12. The circuit according to claim 9, wherein at least one NOR gate
in an RS flip-flop comprises three p-type transistors, and wherein
a gate of a first p-type transistor is one input terminal of a NOR
gate, a first terminal of the first p-type transistor receives a
first voltage signal, and a second terminal of the first p-type
transistor is connected to a first terminal of a second p-type
transistor; a gate of the second p-type transistor is another input
terminal of the NOR gate, and a second terminal of the second
p-type transistor is an output terminal of the NOR gate; a
substrate of the first p-type transistor is connected to a
substrate of the second p-type transistor and receives the first
voltage signal; a gate of a third p-type transistor is connected to
a first terminal of the third p-type transistor and receives a
second voltage signal, and a second terminal of the third p-type
transistor is connected to a substrate of the third p-type
transistor and is the output terminal of the NOR gate; and a
voltage level of the first voltage signal is higher than a voltage
level of the second voltage signal.
13. The display device according to claim 8, wherein each RS
flip-flop comprises three NOR gates, and wherein one input terminal
of a first NOR gate is an R terminal of the RS flip-flop, another
input terminal of the first NOR gate is connected to an output
terminal of a second NOR gate, and an output terminal of the first
NOR gate is a Q terminal of the RS flip-flop; and one input
terminal of the second NOR gate is connected to the output terminal
of the first NOR gate, another input terminal of the second NOR
gate is connected to an output terminal of a third NOR gate, and
the output terminal of the second NOR gate is a terminal of the RS
flip-flop; and one input terminal of the third NOR gate is the R
terminal of the RS flip-flop, and another input terminal of the
third NOR gate is an S terminal of the RS flip-flop.

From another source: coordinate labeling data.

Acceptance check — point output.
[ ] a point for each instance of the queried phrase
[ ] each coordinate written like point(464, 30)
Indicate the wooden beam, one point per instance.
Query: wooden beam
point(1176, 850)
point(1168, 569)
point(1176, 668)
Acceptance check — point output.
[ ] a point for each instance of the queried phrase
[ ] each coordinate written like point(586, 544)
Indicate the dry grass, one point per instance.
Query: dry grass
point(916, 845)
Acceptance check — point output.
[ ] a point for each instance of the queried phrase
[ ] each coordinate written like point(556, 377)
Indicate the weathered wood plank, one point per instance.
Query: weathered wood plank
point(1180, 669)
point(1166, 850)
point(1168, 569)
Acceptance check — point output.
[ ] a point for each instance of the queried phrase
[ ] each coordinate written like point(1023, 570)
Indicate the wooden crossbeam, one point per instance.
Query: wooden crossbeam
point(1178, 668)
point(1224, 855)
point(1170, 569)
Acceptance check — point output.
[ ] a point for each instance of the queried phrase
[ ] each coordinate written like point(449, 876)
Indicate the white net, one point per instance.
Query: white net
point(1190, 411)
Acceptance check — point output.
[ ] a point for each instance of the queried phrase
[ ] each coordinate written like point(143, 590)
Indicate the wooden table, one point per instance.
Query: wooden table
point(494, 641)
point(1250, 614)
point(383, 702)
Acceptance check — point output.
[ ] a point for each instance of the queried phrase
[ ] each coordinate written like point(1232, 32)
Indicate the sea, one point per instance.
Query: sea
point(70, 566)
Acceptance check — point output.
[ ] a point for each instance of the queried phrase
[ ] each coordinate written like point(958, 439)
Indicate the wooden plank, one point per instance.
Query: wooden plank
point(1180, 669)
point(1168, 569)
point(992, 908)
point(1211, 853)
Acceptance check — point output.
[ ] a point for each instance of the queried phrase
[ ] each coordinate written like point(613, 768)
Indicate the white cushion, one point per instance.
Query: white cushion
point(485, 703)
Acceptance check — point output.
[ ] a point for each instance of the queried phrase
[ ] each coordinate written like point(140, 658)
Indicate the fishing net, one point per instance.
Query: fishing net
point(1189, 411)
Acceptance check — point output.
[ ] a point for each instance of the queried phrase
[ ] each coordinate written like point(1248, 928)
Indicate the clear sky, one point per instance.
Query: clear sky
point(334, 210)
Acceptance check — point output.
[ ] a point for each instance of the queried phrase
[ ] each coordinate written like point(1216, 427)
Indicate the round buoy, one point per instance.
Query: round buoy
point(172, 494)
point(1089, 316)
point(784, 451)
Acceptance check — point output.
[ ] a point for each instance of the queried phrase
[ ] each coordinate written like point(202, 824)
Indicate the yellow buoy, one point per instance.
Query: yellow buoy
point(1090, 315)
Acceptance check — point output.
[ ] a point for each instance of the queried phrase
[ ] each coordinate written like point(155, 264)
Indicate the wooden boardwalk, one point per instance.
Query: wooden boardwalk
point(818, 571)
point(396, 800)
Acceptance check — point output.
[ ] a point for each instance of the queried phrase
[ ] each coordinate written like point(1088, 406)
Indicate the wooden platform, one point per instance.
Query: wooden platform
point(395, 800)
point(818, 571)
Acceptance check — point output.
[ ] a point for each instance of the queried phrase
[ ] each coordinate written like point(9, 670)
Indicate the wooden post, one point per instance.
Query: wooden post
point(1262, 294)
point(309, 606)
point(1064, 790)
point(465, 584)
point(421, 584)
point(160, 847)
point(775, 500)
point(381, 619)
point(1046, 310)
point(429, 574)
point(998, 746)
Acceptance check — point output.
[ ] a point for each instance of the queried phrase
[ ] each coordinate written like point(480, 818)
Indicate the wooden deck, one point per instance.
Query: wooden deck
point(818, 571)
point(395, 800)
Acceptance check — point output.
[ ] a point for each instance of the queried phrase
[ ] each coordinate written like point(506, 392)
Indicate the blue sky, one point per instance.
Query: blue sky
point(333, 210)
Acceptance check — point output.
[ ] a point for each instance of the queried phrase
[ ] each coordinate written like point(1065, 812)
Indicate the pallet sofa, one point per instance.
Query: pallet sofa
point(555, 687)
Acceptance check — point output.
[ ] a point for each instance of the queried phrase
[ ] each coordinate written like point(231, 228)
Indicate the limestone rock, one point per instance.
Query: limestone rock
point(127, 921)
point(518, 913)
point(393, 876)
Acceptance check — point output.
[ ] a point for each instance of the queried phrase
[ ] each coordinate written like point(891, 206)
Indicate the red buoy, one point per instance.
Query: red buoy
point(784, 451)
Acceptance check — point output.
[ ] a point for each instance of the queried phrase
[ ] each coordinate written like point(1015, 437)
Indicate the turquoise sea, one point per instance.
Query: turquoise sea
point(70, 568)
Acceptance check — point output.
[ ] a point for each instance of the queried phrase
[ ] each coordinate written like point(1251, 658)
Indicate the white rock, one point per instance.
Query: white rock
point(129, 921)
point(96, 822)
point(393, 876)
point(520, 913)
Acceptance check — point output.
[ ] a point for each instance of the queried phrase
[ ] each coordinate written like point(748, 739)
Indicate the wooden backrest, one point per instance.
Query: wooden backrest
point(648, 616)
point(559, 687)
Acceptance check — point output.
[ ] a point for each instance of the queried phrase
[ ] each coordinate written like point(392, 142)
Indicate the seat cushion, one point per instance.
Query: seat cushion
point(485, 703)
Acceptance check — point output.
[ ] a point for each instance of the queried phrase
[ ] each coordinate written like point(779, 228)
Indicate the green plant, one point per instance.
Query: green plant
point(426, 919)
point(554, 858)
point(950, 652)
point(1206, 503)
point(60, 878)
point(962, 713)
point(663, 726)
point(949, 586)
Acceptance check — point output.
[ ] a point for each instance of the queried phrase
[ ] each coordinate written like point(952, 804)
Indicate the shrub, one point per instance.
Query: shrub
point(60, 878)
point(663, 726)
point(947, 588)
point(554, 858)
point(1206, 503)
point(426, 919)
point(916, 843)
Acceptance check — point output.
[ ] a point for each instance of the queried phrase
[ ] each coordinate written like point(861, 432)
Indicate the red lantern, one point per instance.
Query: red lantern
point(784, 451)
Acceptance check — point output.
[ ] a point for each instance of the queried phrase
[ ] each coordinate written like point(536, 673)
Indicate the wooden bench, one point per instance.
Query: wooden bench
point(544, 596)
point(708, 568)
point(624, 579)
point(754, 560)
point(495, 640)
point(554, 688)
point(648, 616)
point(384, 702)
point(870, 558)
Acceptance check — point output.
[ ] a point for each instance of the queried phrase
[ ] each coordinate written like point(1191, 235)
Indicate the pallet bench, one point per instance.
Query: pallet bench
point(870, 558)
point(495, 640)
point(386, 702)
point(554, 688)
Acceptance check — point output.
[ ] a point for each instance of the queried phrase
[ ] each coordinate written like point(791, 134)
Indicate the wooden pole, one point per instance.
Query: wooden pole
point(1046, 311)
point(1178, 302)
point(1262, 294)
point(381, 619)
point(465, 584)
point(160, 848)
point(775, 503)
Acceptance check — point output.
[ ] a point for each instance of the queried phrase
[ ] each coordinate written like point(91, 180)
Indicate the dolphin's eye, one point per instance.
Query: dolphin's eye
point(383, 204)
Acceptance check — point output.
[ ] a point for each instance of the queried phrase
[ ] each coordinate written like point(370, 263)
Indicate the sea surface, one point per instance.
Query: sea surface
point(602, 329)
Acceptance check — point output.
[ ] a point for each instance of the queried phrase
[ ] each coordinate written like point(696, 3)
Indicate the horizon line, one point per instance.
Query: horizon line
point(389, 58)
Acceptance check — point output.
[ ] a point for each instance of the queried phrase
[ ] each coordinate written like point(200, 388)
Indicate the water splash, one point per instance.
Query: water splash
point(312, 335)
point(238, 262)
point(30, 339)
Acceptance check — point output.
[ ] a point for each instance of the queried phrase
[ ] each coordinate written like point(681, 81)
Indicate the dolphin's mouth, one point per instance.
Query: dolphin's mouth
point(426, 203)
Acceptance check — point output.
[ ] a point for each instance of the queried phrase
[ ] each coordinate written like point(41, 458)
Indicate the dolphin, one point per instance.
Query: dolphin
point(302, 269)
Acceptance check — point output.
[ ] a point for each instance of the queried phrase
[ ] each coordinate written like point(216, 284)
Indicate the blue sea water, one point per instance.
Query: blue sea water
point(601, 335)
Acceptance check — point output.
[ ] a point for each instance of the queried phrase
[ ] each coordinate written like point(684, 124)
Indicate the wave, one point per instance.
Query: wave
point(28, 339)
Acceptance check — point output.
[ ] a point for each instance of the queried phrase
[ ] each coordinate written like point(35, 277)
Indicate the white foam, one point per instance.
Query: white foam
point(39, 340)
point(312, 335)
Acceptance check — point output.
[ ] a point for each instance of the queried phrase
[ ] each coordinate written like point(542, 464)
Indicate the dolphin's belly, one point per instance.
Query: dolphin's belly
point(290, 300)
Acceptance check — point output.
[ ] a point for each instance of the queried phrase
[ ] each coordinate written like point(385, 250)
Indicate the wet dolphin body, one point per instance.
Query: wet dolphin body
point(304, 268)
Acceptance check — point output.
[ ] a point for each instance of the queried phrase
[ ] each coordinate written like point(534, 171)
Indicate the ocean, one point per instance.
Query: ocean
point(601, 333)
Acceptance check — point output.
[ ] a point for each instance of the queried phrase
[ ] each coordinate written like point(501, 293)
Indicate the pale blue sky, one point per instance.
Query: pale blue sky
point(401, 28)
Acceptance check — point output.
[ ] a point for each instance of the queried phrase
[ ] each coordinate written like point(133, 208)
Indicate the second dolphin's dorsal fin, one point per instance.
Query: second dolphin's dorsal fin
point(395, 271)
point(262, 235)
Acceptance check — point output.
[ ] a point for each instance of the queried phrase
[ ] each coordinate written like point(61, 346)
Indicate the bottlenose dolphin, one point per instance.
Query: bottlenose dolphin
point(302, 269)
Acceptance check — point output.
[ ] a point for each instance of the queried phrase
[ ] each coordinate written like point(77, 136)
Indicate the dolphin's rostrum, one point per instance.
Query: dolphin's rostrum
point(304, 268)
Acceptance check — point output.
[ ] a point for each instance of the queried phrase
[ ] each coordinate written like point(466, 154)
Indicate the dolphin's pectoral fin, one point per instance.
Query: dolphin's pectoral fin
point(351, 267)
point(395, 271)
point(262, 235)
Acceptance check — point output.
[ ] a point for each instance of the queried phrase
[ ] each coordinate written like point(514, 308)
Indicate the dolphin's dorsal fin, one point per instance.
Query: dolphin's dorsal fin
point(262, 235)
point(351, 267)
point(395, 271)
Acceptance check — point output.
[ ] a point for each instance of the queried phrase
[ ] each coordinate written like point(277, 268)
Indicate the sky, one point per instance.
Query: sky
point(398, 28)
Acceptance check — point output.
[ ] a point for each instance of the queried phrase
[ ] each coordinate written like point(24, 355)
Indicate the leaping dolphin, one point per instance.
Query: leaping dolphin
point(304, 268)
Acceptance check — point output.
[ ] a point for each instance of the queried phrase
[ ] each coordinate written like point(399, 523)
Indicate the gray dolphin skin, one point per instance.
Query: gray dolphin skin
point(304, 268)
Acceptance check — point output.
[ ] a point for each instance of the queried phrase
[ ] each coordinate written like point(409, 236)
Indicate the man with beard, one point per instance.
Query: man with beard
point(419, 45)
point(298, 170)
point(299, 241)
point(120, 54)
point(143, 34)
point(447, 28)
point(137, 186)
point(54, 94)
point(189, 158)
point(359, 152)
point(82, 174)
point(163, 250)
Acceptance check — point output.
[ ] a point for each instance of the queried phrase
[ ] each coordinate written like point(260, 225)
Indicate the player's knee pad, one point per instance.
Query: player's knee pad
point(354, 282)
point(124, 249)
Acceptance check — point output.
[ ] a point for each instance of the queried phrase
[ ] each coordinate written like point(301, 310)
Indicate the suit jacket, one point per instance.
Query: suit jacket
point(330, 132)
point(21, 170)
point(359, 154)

14. The display device according to claim 13, wherein at least one
NOR gate in an RS flip-flop comprises two p-type transistors and
two n-type transistors, and wherein a gate of a first p-type
transistor is one input terminal of a NOR gate, a first terminal of
the first p-type transistor receives a first voltage signal, and a
second terminal of the first p-type transistor is connected to a
first terminal of a second p-type transistor; a gate of the second
p-type transistor is another input terminal of the NOR gate, and a
second terminal of the second p-type transistor is an output
terminal of the NOR gate; a gate of a first n-type transistor is
connected to the gate of the second p-type transistor, a first
terminal of the first n-type transistor is the output terminal of
the NOR gate, and a second terminal of the first n-type transistor
receives a second voltage signal; a gate of a second n-type
transistor is connected to the gate of the first p-type transistor,
a first terminal of the second n-type transistor is the output
terminal of the NOR gate, and a second terminal of the second
n-type transistor receives the second voltage signal; a substrate
of the first p-type transistor is connected to a substrate of the
second p-type transistor and receives the first voltage signal; a
substrate of the first n-type transistor is connected to a
substrate of the second n-type transistor and receives the second
voltage signal; and a voltage level of the first voltage signal is
higher than a voltage level of the second voltage signal.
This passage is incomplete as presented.